Fig 2   Fig 1 The risk-adjusted performance of the strategy is consistently outstanding throughout the out-of-sample period from 2010.  After a slowdown in 2014, strategy performance in the first quarter of 2015 has again accelerated to the level achieved in earlier years (i.e. with a Sharpe ratio above 4).

Another useful test procedure is to compare the strategy performance with that of a portfolio constructed using standard mean-variance optimization (using the same ETF universe, of course).  The test indicates that a portfolio constructed using the traditional Markowitz approach produces a similar annual return, but with 2.5x the annual volatility (i.e. a Sharpe ratio of only 1.6).  What is impressive about this result is that the comparison one is making is between the out-of-sample performance of the strategy vs. the in-sample performance of a portfolio constructed using all of the available data.

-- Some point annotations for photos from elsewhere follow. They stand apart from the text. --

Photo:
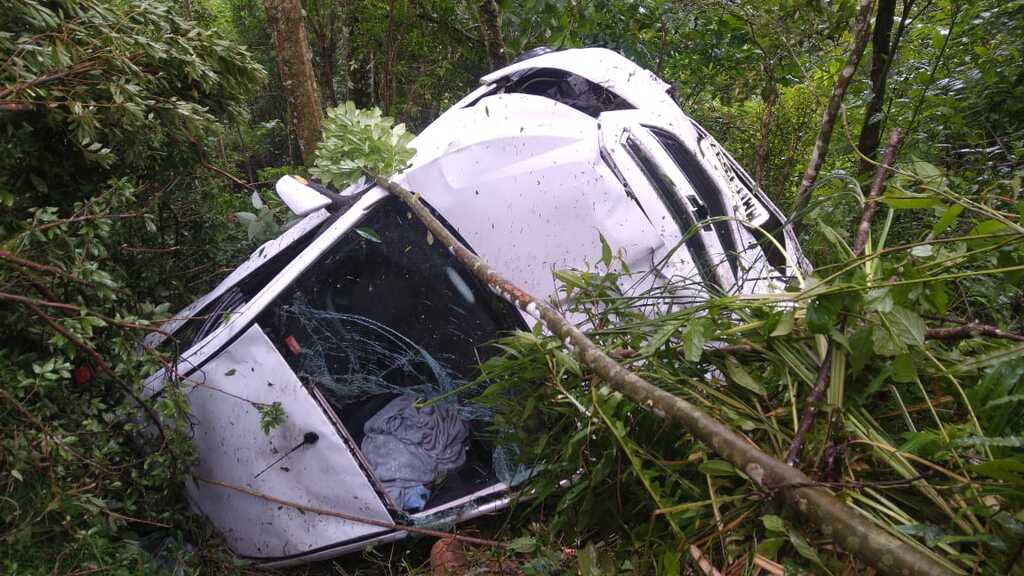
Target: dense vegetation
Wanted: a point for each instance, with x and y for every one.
(139, 140)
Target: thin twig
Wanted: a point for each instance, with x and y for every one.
(24, 262)
(702, 563)
(810, 409)
(201, 155)
(352, 518)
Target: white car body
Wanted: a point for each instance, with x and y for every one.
(529, 181)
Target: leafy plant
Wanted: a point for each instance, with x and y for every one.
(358, 141)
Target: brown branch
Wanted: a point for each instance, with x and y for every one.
(97, 359)
(872, 197)
(352, 518)
(127, 248)
(206, 164)
(46, 432)
(71, 307)
(34, 301)
(819, 507)
(861, 32)
(73, 219)
(5, 255)
(810, 409)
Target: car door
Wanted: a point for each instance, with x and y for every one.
(239, 460)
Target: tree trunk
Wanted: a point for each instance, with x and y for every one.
(289, 32)
(322, 17)
(881, 56)
(861, 29)
(491, 32)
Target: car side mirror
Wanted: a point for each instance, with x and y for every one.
(300, 198)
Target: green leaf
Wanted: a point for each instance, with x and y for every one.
(907, 326)
(659, 337)
(739, 375)
(909, 201)
(947, 218)
(523, 544)
(768, 547)
(693, 339)
(773, 523)
(39, 183)
(822, 314)
(806, 549)
(717, 467)
(885, 343)
(861, 347)
(606, 254)
(903, 369)
(987, 227)
(784, 325)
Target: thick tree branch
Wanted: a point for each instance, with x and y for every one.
(847, 527)
(810, 409)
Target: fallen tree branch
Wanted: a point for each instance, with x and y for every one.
(201, 155)
(971, 330)
(351, 518)
(17, 260)
(872, 196)
(861, 33)
(854, 532)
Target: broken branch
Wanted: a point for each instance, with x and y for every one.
(811, 409)
(856, 533)
(872, 196)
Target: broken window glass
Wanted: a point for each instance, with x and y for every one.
(389, 314)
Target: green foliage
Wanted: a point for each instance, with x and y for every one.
(270, 416)
(359, 141)
(902, 404)
(78, 484)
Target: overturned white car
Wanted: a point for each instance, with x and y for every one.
(354, 317)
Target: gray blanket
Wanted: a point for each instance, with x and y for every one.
(408, 448)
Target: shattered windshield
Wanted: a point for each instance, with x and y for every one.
(388, 310)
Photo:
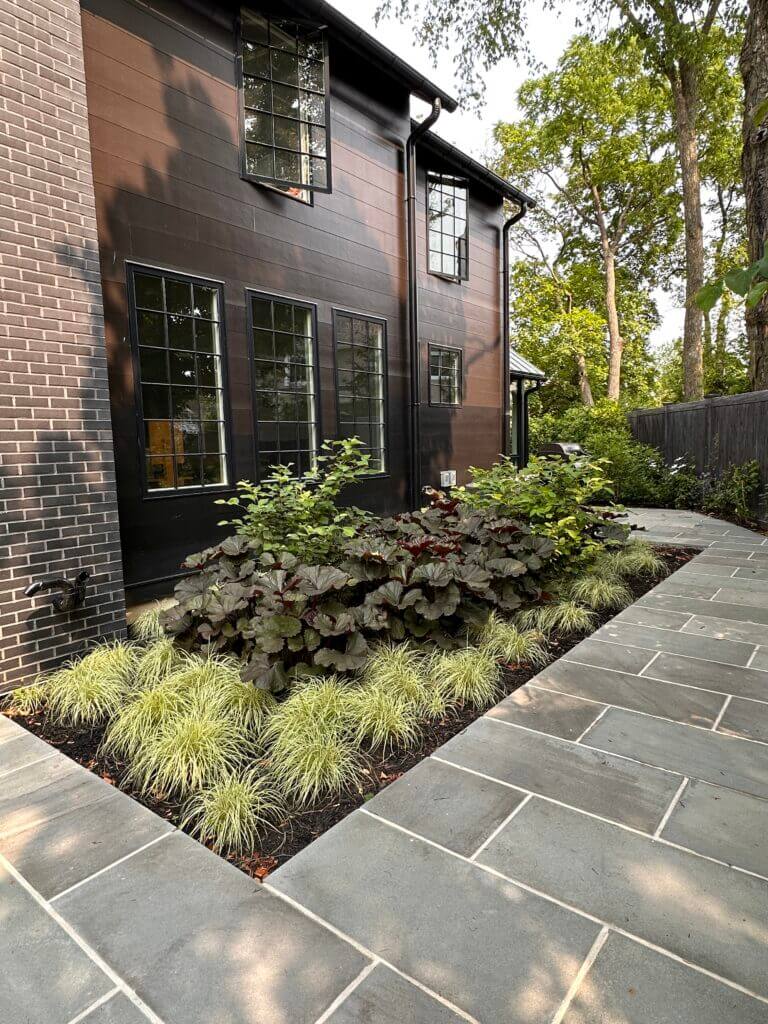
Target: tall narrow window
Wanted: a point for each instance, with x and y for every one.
(444, 376)
(177, 331)
(285, 103)
(360, 382)
(285, 379)
(449, 226)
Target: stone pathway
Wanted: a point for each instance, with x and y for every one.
(591, 851)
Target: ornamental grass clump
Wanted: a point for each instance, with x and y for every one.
(600, 591)
(509, 644)
(231, 814)
(189, 752)
(90, 691)
(470, 676)
(309, 743)
(559, 616)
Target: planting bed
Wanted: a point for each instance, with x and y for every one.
(300, 827)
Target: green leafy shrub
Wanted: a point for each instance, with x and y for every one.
(567, 501)
(232, 813)
(735, 492)
(425, 576)
(299, 515)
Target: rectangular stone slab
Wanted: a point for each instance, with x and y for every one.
(747, 719)
(722, 678)
(471, 937)
(555, 714)
(705, 912)
(385, 997)
(613, 787)
(632, 984)
(721, 823)
(695, 753)
(446, 805)
(725, 651)
(46, 977)
(682, 704)
(200, 941)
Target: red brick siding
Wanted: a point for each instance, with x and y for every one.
(57, 500)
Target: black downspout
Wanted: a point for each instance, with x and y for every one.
(413, 303)
(506, 375)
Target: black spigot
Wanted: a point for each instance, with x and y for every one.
(68, 594)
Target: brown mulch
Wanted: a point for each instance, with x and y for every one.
(302, 826)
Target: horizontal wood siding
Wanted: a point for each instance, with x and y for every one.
(163, 113)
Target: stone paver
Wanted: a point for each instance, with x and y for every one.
(591, 851)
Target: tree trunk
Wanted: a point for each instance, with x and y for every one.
(754, 68)
(585, 390)
(615, 342)
(685, 95)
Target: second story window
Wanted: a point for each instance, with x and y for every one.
(449, 226)
(285, 118)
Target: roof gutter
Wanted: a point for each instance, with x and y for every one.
(413, 303)
(506, 367)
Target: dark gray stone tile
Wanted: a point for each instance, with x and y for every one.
(752, 572)
(446, 805)
(727, 629)
(632, 984)
(695, 753)
(705, 912)
(384, 997)
(603, 655)
(546, 712)
(614, 787)
(19, 751)
(745, 718)
(60, 851)
(722, 678)
(118, 1010)
(45, 790)
(721, 609)
(641, 614)
(476, 940)
(682, 704)
(200, 941)
(721, 823)
(46, 977)
(725, 651)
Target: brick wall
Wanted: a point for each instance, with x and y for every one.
(57, 501)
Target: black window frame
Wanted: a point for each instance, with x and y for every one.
(312, 307)
(434, 347)
(279, 185)
(160, 494)
(381, 321)
(464, 182)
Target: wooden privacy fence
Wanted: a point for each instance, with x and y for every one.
(712, 434)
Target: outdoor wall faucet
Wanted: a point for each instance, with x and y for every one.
(68, 594)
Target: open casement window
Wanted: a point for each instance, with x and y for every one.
(360, 382)
(285, 104)
(444, 376)
(285, 372)
(178, 351)
(448, 225)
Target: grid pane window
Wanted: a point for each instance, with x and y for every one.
(360, 370)
(449, 226)
(285, 103)
(284, 350)
(178, 334)
(444, 376)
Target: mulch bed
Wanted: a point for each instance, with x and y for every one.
(301, 827)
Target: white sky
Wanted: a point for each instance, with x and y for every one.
(548, 34)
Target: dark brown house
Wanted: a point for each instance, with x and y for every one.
(284, 256)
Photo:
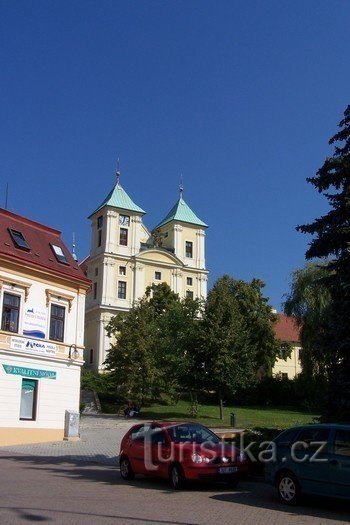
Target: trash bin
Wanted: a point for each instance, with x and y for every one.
(71, 425)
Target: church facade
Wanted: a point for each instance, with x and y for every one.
(125, 257)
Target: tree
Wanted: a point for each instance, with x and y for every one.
(308, 302)
(332, 242)
(238, 333)
(156, 346)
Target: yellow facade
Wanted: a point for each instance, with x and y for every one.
(126, 258)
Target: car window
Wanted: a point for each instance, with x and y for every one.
(286, 438)
(311, 438)
(342, 443)
(192, 433)
(138, 433)
(158, 436)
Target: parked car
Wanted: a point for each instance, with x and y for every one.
(180, 452)
(311, 459)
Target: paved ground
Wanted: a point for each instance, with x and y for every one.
(58, 483)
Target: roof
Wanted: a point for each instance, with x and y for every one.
(118, 198)
(183, 213)
(40, 240)
(286, 329)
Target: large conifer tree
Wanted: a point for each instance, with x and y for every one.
(332, 241)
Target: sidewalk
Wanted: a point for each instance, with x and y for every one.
(100, 438)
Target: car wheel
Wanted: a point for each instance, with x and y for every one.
(177, 477)
(288, 488)
(233, 483)
(126, 471)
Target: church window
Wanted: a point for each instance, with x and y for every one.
(124, 220)
(123, 237)
(189, 249)
(121, 290)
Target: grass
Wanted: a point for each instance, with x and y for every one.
(246, 417)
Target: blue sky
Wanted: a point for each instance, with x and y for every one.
(238, 96)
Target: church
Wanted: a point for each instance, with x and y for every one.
(125, 257)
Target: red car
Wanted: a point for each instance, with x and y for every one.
(180, 452)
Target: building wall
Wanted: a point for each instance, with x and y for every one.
(290, 366)
(23, 355)
(141, 265)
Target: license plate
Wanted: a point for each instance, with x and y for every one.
(227, 470)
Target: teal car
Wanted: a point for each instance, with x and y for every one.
(310, 459)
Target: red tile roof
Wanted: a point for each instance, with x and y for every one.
(38, 237)
(286, 329)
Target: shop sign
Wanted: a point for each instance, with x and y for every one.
(29, 372)
(32, 345)
(34, 322)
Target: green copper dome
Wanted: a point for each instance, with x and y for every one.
(182, 212)
(118, 198)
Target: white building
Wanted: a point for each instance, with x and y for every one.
(125, 258)
(42, 304)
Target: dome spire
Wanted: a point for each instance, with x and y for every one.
(181, 187)
(117, 173)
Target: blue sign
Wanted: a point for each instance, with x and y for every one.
(29, 372)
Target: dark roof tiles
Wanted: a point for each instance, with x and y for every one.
(39, 238)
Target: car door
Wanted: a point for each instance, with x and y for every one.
(136, 449)
(310, 454)
(340, 464)
(161, 451)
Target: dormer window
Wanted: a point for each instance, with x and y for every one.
(19, 240)
(57, 250)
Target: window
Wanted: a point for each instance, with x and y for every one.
(19, 240)
(121, 290)
(57, 322)
(189, 249)
(124, 220)
(123, 237)
(10, 313)
(57, 250)
(28, 399)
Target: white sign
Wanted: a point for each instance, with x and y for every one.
(34, 322)
(32, 345)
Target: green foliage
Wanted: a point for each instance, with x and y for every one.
(302, 392)
(309, 301)
(156, 346)
(331, 241)
(238, 333)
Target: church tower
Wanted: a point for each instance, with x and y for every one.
(182, 231)
(125, 258)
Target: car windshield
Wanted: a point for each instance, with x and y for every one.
(192, 433)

Having demonstrated the validity of the methodology,  at least to my own satisfaction, the next step is to deploy the strategy and test it in a live environment.  This is now under way, using execution algos that are designed to minimize the implementation shortfall (i.e to minimize any difference between the theoretical and live performance of the strategy).  So far the implementation appears to be working very well.

Once a track record has been built and audited, the really hard work begins:  raising investment capital!